Presto sarà beato. Ma una sua nipote nega la fede. La diocesi la smentisce. Vediamo chi ha ragione
Figlio di uno sciamano e nipote di Cavallo Pazzo, nato intorno al 1863 in quello che oggi si chiama Wyoming, l’indiano Alce Nero potrebbe diventare il primo nativo americano a diventare santo (Today.it, 29 dicembre 2016).
La notizia non è nuova. I vescovi statunitensi nell’ultima conferenza a Baltimora hanno già dato il via al processo di beatificazione del leggendario guerriero e capo Sioux, nato tra il 1858 e il 1866 e morto il 19 agosto 1950 a Pine Ridge, che si convertì al cristianesimo e spinse numerosi indiani a seguirlo.
Il 21 ottobre scorso nella chiesa del Santo Rosario di Pine Ridge (diocesi di Rapid City, Wyoming) la Messa solenne per aprire formalmente la causa di canonizzazione di Alce Nero (Aleteia, 6 novembre).
Ma in questi giorni il suo nome è salito agli onore delle cronache perché un articolo uscito sulla rivista americana New Yorker (26 dicembre 2017) sostiene che Alce Nero non era un cattolico convinto.
“Rifiutava il battesimo”
Il giornalista Ian Frazier racconta di aver parlato con una bisnipote di Alce Nero, Charlotte Black Elk, che ha detto:
«Era un uomo santo e famoso prima che arrivassero i cattolici e lo rimase anche dopo. Nella nostra famiglia ci sono diverse storie sui cattolici che cercavano di battezzarlo, lui che si nascondeva sotto un letto e un prete che gli versava addosso un secchio d’acqua e lo proclamava battezzato. All’inizio il bisnonno pensava di essere un santo adulto e che Gesù bambino fosse il suo fratellino adottato.
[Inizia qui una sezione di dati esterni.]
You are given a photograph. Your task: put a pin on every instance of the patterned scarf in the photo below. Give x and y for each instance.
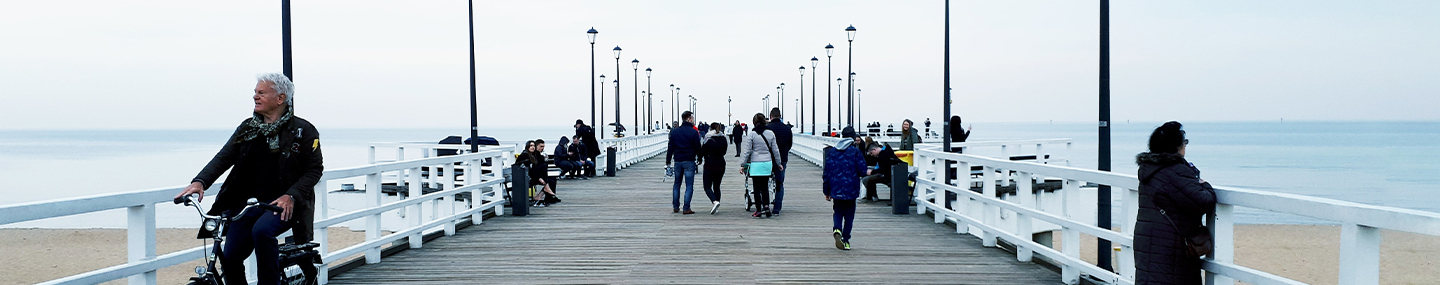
(257, 127)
Non credo che il bisnonno sia mai stato un vero cattolico».
La “religione della pipa”
L’opinione di Charlotte Black Elk, scrive Il Post (1 gennaio), è simile a quella di Hilda Neihardt, che in un libro su Alce Nero pubblicato nel 1995 scrisse che sul letto di morte Alce Nero aveva detto che la sua unica religione fosse “quella della pipa”. Molti Sioux considerano Alce Nero un santo Lakota che fece alcuni compromessi con la cultura dei bianchi ma non cambiò mai davvero ciò in cui credeva.
Secondo molti esperti, Alce Nero era un uomo pragmatico che mescolò la propria cultura alla religione cattolica per permetterle di sopravvivere.
Leggi anche:
Il capo sioux Nicholas W. “Black Elk” (“Alce Nero”) sulla via degli altari
“Ha conosciuto il mistero dell’amore di Cristo”
Diverso è il punto di vista del vescovo Robert D. Gruss, che durante l’omelia della messa del 21 ottobre, Alce Nero ha fuso la cultura Lakota (Sioux) e quella cattolica in un modo che «lo ha portato più profondamente a conoscere il mistero dell’amore di Cristo e della Chiesa». Fu un catechista che per 50 anni portò altri a Cristo, spesso combinando la sua cultura lakota con la vita cristiana.
«Questa inculturazione può sempre rivelare qualcosa della vera natura e santità di Dio», ha detto il vescovo, aggiungendo che “Black Elk” (nome americano di Alce Nero), «ha sempre sfidato la gente a rinnovarsi, (spingendola) a cercare la vita che offre Cristo».
Il vescovo Gruss ha detto che la vita di “Black Elk” è stata quella di un catechista dedito, leader spirituale e guida che «ha ispirato molti a vivere per Cristo con la propria storia».
Spiritualità “vicine”
Il diacono Marlon Leneaugh, direttore diocesano del Ministero Nativo di Rapid City, ha spiegato che “Black Elk” ha mostrato ai Siuox che non esiste una discrepanza profonda tra la spiritualità nativa tradizionale e il cattolicesimo.
«Ha mostrato alla sua gente che non bisogna scegliere tra i due mondi, che si può essere di entrambi. Non ha abbandonato i suoi costumi nativi quando è diventato cristiano. Erano due cose che procedevano di pari passo, mentre pregava l’unico Dio».